I’ve been intrigued with the open source statistical language R for a few years. Part of my job when I worked in sales at Google was large-scale data analysis and I used MySQL. But the auction statisticians used R to understand the dynamics of the money-printing machines, AdWords and AdSense.
I wanted to get a better sense of the language and its power but couldn’t find the right data set to analyze. Two weeks ago, one of my portfolio companies, Expensify, provided me access to their data and I kicked off my journey into the world of data science.
I had posed many questions in board meetings and wondered separately about relationships between different factors in the business. Expensify is a SaaS business selling expense management solutions. It’s a metrics rich business and the company had a great analytics database that I used.
My Set Up
I used mysql and ssh to pull data from the Expensify database. Then I took this data and dumped it to a csv. Lastly, I used RStudio, an Eclipse-like IDE (integrated development environment). This worked great.
Analyses I performed
Next, I wrote down all the questions I had and started digging through the data. I was looking to answer these questions:
- Customer segmentation: What are the major customer segments we have and how large are they? How do usage patterns differ across small, medium and large customers?
- Feature use analysis: How many receipts does the average user upload? How many receipts in the average expense report? how many expense reports per user per month?
- Conversion funnel: How long does it take for 50%, 75% and 90% of new users to convert to paid? What are the triggers for a user to convert to paid?
- Customer support: What is the impact of customer support on conversion funnel? What are the characteristics of customers who require little support but generate large revenues?
The one question I was most curious about in my investigation were the advantages of R over MySQL. Sure, R has lots of fancy statistical components but most startups don’t really need this firepower. But I was surprised to discover, R has 3 big advantages over MySQL.

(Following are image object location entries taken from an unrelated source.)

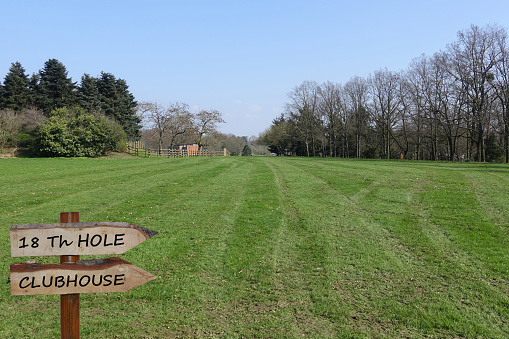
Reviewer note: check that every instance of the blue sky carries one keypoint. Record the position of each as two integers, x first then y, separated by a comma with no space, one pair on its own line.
239,57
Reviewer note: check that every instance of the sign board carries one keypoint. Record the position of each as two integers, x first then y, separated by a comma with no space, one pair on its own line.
84,276
80,238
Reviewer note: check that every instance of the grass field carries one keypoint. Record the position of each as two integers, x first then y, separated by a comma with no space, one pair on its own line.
275,247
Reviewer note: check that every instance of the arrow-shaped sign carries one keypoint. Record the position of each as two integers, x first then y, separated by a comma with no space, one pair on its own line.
85,276
81,238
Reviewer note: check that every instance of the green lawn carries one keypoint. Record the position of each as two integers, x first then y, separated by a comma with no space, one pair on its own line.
276,247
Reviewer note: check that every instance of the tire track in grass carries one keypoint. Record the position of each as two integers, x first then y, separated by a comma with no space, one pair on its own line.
382,245
194,278
300,258
248,270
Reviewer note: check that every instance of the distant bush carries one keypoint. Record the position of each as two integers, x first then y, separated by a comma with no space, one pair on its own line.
246,151
71,132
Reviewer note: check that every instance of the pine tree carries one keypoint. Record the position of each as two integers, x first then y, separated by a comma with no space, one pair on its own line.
15,91
87,94
117,102
55,88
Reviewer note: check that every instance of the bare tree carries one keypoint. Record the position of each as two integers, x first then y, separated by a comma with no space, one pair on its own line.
332,110
303,110
167,121
386,100
473,58
206,123
357,93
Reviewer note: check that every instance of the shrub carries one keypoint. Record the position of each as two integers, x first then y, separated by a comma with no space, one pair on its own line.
246,152
75,133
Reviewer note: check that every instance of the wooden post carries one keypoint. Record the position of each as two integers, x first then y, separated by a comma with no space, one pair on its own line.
69,303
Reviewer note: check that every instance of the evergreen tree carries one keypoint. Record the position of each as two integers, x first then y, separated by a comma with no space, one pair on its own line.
246,152
117,102
15,91
55,88
87,94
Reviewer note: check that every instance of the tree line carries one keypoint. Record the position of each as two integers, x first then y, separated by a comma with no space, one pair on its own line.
453,105
51,115
175,124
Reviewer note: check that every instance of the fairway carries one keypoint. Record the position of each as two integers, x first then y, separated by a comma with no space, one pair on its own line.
276,247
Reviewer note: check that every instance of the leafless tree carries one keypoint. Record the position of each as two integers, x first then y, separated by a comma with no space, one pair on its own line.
302,108
206,123
473,59
167,122
386,101
356,90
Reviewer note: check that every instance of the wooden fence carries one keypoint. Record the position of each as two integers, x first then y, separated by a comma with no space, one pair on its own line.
174,153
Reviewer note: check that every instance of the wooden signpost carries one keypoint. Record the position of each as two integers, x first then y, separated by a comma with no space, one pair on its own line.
70,239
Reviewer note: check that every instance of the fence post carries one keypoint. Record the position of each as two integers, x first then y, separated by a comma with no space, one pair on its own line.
69,303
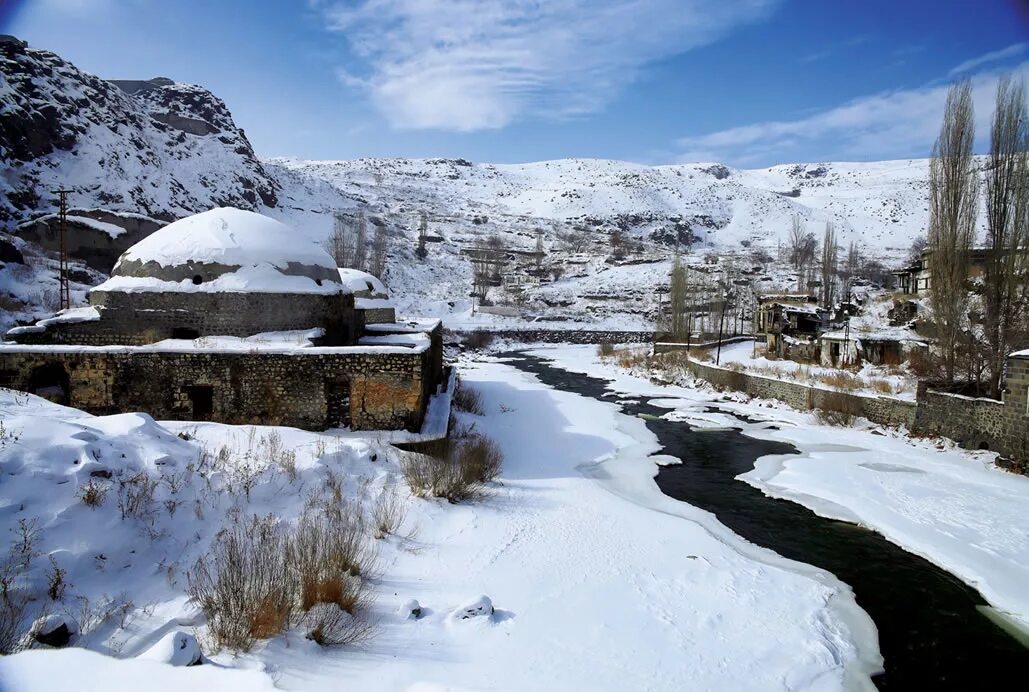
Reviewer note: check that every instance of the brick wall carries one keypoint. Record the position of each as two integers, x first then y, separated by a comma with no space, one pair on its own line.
138,318
976,423
883,410
570,336
981,423
386,390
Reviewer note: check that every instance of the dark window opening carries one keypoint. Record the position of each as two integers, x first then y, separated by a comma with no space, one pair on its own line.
202,398
50,382
184,333
336,404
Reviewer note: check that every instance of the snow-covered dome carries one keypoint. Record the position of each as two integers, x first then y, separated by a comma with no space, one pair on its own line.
362,284
225,249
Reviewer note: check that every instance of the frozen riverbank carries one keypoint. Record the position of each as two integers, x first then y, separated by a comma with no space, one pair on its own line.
599,581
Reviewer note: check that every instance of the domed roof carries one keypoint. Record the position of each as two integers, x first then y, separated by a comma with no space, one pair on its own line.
362,284
225,249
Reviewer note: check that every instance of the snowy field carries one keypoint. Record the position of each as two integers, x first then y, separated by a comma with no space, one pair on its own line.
952,507
598,580
871,379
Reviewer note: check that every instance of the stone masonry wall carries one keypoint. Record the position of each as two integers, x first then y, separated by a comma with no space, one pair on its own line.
883,410
972,422
571,336
981,423
386,390
146,317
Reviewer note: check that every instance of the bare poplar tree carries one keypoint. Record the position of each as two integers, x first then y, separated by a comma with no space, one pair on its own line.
830,252
380,247
802,250
1007,218
677,287
360,242
340,242
953,203
423,230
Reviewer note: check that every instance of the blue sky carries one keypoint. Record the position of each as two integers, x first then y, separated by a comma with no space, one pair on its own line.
748,82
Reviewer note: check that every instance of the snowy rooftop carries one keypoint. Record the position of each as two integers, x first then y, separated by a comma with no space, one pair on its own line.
362,282
225,249
227,236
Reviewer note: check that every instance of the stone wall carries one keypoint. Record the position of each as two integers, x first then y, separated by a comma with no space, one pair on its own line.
982,423
570,336
136,318
976,423
883,410
308,390
97,248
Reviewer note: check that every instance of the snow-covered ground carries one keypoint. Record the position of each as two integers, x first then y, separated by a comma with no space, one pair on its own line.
599,581
867,379
953,507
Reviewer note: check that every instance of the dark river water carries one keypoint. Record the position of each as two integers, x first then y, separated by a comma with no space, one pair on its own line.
931,633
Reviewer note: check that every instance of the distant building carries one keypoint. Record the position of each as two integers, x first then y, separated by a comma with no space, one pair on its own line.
914,279
234,317
789,323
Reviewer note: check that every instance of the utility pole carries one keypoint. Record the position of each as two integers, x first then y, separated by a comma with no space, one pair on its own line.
423,228
721,321
65,288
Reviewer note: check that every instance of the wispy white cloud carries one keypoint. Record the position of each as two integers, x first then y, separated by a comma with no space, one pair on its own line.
994,57
888,125
469,65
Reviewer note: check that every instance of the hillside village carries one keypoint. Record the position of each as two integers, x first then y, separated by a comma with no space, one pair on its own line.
280,423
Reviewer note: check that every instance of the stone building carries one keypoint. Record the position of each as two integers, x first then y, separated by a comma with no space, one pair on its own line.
234,317
789,324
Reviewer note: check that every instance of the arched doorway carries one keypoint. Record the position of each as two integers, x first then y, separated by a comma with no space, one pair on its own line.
50,381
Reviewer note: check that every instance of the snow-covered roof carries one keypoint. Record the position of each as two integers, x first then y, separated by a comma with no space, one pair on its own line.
225,249
227,236
362,283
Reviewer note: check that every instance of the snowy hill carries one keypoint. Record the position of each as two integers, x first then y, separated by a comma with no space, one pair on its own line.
164,149
878,204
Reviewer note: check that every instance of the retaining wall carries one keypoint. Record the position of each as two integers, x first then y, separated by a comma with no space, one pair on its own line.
568,336
308,390
883,410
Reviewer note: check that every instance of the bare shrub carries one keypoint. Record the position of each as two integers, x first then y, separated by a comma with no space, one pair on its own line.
330,625
329,557
480,458
388,512
287,461
842,380
466,399
456,472
478,339
702,354
12,604
242,585
94,493
838,409
11,617
136,496
57,582
882,386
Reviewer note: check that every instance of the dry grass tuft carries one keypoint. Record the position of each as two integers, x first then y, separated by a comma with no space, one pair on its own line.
456,471
842,380
94,493
466,399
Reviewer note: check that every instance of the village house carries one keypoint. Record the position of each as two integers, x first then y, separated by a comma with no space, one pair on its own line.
232,316
789,324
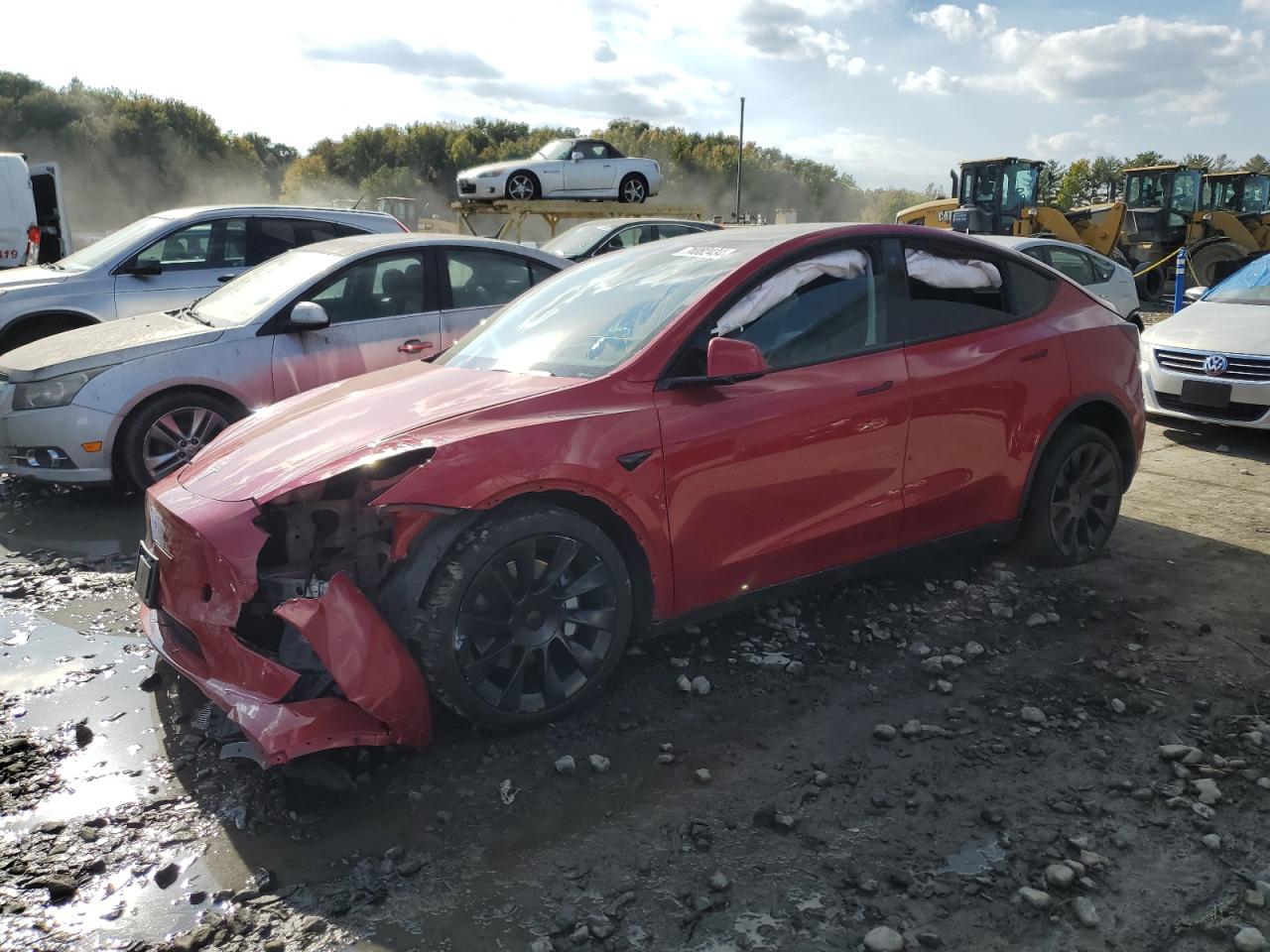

First, I could filter data much more quickly in R than MySQL. Instead of entering in massive where subclauses in MySQL, you can subset a matrix using syntax like customers[customers$revenue>1,000,]. It’s simple.
Second, I could get a sense of the data much faster using things like correlation matrices (there’s a graphical example below) which just aren’t supported in MySQL. R gives you the power and flexibility of Excel’s pivot tables but applied to MySQL scale data sets.
Last, R’s visualizations communicated the trends much better than a MySQL table or Excel chart ever could. There are many kinds (marimekko, sankey, and even the basic xy plot). I’ve shown you two of my favorites below.
Visualization is one of the best parts of R, because it allows you to see relationships instantly, where the correlations are. Here I used a venture capital dataset to inform last week’s blog post on the 10 data points about the VC market. I was trying to figure out where the relationships are across 10 variables: money raised, money invested, number of investments, S&P close, S&P annual change/performance, IPOs (number and value), M&A (number and value).
The first chart, the correlation matrix, shows the kind of relationship and the second, the heatmap, shows the strength of the linear relationship with whiter blocks indicating higher correlations. Each of these was one command in R.
If you’re hiring a data scientist, make sure they can use R. If you’re looking to understand the trends in your business better, learn R. If you have nothing better to do this weekend, learn R.
In just a few weeks, I’ve become a huge believer in the power of the platform to deeply understand customer trends and patterns. The best businesses are metrics oriented businesses and having this competency in the business is incredibly powerful.
Flowing Data – Nathan Yau, who used to work at the NYTimes visualization team, shows you how visualizations are best done. Great inspiration for communication.
The Art of R programming – Fantastic overview and deep explanations of R. A great manual. It even includes discussion of performance questions.
RStudio – a good IDE for R programming. Feels a lot like Eclipse.